The second issue was the seating area below the elevated section of pipe, which had been expanded to make the most of the idiotic Techno-Jib audience shots. The safest way to change the gels and re-rig those power cables was to use a scissor lift with the “porch” fully extended to put me up and over all the added seating. The porch wasn’t quite long enough, though, so I had to lean out as far as humanly possible, at which point I could barely reach the pipe, lights, and cables. Not only was this difficult, painful — my lower back did not appreciate it at all — and somewhat dangerous (it’s not hard to fall out of a lift under such circumstances), but it made for a slow, tedious process.
Not a happy camper
Thus did a series of seemingly innocent decisions from the Brain Trust conspire to turn a relatively simple task into an all-day ordeal. The constant interruptions precluded me from finishing the job by the time we wrapped for the day, which meant I was right back at it first thing Tuesday morning, with my lower back stiff, sore, and barking loud from the previous day’s isometric exertions.
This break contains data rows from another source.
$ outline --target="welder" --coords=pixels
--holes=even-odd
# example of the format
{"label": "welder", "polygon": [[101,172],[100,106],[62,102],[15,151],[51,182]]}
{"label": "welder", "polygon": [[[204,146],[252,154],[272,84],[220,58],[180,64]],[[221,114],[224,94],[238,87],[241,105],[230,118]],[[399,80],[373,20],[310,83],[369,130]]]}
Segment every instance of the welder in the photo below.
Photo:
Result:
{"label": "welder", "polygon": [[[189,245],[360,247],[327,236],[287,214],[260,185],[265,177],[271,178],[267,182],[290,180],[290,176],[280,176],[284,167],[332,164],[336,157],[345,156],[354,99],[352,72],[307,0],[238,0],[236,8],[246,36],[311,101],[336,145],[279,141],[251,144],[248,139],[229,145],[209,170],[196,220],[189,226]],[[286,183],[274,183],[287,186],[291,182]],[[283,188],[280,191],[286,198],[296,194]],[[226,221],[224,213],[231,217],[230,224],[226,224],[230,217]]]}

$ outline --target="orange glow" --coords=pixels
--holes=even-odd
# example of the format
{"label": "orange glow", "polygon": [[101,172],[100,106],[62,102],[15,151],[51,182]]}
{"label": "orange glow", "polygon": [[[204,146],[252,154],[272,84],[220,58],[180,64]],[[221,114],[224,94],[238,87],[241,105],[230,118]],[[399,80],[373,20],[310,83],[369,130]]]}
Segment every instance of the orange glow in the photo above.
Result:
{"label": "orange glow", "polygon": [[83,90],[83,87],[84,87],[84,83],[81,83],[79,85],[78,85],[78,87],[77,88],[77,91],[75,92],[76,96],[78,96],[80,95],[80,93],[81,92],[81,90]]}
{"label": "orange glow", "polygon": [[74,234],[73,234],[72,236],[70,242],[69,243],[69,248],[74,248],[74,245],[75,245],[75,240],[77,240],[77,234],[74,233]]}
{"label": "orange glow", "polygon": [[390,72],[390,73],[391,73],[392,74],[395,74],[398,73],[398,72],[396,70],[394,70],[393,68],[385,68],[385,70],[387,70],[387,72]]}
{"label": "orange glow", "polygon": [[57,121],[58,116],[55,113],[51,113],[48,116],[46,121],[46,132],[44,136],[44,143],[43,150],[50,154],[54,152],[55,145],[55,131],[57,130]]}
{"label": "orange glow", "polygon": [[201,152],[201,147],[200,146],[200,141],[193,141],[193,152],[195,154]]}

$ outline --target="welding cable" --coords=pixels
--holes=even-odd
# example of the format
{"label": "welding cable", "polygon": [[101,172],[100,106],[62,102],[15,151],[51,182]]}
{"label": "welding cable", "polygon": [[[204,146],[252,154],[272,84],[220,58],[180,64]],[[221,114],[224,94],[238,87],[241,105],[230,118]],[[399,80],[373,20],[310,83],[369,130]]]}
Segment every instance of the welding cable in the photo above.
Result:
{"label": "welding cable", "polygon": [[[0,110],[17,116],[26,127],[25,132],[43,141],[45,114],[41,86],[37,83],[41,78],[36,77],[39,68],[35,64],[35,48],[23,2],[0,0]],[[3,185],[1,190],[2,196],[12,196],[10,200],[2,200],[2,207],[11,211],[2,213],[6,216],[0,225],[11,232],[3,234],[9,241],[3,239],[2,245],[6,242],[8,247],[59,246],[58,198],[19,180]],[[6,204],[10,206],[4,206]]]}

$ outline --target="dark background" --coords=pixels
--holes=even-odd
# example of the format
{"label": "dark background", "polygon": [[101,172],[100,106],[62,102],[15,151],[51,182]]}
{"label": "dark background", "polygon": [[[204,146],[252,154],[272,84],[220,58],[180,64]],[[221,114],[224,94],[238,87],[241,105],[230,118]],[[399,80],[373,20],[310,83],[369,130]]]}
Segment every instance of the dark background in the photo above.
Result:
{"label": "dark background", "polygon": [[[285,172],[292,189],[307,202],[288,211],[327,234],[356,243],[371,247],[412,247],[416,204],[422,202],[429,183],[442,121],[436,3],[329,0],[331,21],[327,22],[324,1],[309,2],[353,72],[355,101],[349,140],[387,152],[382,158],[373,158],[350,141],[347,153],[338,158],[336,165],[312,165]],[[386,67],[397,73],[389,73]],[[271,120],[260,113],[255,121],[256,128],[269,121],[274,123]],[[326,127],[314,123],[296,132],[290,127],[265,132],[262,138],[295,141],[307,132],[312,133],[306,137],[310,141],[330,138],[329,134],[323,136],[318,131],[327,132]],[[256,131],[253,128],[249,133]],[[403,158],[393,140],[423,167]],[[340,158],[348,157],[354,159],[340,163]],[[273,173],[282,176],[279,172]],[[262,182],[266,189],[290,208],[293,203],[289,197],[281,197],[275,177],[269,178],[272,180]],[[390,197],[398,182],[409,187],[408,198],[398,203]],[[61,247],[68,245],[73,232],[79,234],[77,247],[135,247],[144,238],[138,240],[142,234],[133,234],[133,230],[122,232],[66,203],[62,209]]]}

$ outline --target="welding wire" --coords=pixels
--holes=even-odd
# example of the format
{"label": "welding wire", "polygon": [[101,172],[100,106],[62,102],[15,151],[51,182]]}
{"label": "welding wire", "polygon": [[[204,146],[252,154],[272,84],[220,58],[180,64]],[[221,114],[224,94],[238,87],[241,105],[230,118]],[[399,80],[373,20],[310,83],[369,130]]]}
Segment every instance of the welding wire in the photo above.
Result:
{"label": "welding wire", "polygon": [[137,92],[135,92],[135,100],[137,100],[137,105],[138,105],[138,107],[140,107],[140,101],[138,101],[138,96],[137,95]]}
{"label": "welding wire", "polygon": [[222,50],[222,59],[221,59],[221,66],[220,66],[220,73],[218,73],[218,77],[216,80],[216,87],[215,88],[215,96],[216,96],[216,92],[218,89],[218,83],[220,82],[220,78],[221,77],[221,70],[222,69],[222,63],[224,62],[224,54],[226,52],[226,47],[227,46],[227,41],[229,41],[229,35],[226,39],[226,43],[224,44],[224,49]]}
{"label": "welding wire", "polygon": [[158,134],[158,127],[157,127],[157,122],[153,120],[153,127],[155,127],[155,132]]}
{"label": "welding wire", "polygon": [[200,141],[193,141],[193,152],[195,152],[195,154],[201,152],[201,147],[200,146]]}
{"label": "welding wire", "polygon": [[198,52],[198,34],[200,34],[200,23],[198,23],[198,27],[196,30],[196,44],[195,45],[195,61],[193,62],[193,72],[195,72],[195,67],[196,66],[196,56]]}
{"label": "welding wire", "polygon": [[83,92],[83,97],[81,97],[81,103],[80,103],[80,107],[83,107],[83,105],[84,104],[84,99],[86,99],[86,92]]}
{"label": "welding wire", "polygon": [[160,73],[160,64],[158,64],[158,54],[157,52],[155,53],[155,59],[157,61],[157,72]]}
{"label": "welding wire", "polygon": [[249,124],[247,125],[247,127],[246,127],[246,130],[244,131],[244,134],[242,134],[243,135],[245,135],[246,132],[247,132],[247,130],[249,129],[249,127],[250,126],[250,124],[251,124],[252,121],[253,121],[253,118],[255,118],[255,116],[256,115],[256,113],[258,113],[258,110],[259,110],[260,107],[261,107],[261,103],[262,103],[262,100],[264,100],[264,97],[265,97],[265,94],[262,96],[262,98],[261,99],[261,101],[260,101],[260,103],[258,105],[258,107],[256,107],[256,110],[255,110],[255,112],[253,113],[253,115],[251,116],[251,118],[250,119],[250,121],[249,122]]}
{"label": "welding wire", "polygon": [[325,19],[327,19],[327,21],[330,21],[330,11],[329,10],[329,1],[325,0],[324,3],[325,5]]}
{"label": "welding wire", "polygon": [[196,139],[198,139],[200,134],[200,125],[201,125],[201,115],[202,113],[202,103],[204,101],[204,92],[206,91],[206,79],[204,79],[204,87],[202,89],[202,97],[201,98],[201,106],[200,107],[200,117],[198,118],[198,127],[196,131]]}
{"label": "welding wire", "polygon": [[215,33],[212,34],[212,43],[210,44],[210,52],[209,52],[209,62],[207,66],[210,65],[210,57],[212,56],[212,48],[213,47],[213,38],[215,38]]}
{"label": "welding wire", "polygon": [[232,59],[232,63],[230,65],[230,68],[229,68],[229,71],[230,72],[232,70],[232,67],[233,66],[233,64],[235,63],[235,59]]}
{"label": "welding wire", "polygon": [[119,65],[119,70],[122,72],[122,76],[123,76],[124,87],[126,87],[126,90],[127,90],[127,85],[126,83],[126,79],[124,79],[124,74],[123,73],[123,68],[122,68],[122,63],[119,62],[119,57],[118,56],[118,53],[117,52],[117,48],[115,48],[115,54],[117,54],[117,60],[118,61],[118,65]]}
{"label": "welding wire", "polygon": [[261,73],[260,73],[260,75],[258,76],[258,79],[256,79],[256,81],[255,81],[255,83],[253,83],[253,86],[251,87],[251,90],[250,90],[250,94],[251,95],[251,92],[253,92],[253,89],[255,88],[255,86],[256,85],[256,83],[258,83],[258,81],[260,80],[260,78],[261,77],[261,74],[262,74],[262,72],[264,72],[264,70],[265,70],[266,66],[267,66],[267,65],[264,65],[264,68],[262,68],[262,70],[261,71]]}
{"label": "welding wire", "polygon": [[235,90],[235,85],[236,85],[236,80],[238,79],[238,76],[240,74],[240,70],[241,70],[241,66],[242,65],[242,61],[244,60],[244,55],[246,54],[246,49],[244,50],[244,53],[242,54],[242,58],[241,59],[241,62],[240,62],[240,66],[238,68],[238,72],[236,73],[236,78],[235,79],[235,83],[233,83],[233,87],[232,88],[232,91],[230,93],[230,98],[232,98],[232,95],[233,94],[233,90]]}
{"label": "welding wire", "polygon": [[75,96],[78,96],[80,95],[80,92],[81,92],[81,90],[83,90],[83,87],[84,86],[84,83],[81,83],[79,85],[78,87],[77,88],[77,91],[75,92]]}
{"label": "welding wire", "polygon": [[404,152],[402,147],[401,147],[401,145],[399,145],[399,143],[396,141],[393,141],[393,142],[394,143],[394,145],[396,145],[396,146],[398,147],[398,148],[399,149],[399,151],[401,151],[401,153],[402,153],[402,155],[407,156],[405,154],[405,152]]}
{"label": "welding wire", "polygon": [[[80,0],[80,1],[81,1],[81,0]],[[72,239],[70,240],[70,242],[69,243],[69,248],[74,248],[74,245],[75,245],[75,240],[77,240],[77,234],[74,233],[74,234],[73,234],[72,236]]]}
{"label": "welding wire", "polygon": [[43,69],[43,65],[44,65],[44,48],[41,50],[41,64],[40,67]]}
The grips had already commandeered the scissor lift, so I had to finish the job atop an eight step ladder in the grandstands, which meant placing it very carefully amid the audience seats — with the front two legs on apple boxes — then moving the ladder and boxes back and forth between the seats as I ran, connected, and re-labeled the remaining power cables.
I managed get it done — finally — without falling off the ladder, then was immediately handed another task, because that’s the nature of the pilot season beast: an all-work, all-the-time grind pushing the big rock up the steep hill. Once there, we’ll enjoy the view for a minute, then shoot the show and tear the whole thing down.
The labors of Sisyphus, indeed.




Dios mio. All that hard (impossible for 99% of the human population) work. Always deserving a raise, or bonus, which seldom comes. Alas, freedom you've found, but even though the grind was difficult at the time, I'm positive you miss much of the experience. You could do 10 Substacks, Michael, I'm sure, on what you miss about that difficult work. Not only the work but the comradery and connecting with other survivors. Not to mention, some of the food. Your back will forgive you. :)
“Smart”, nothing. Blind luck. I coulda been a PA!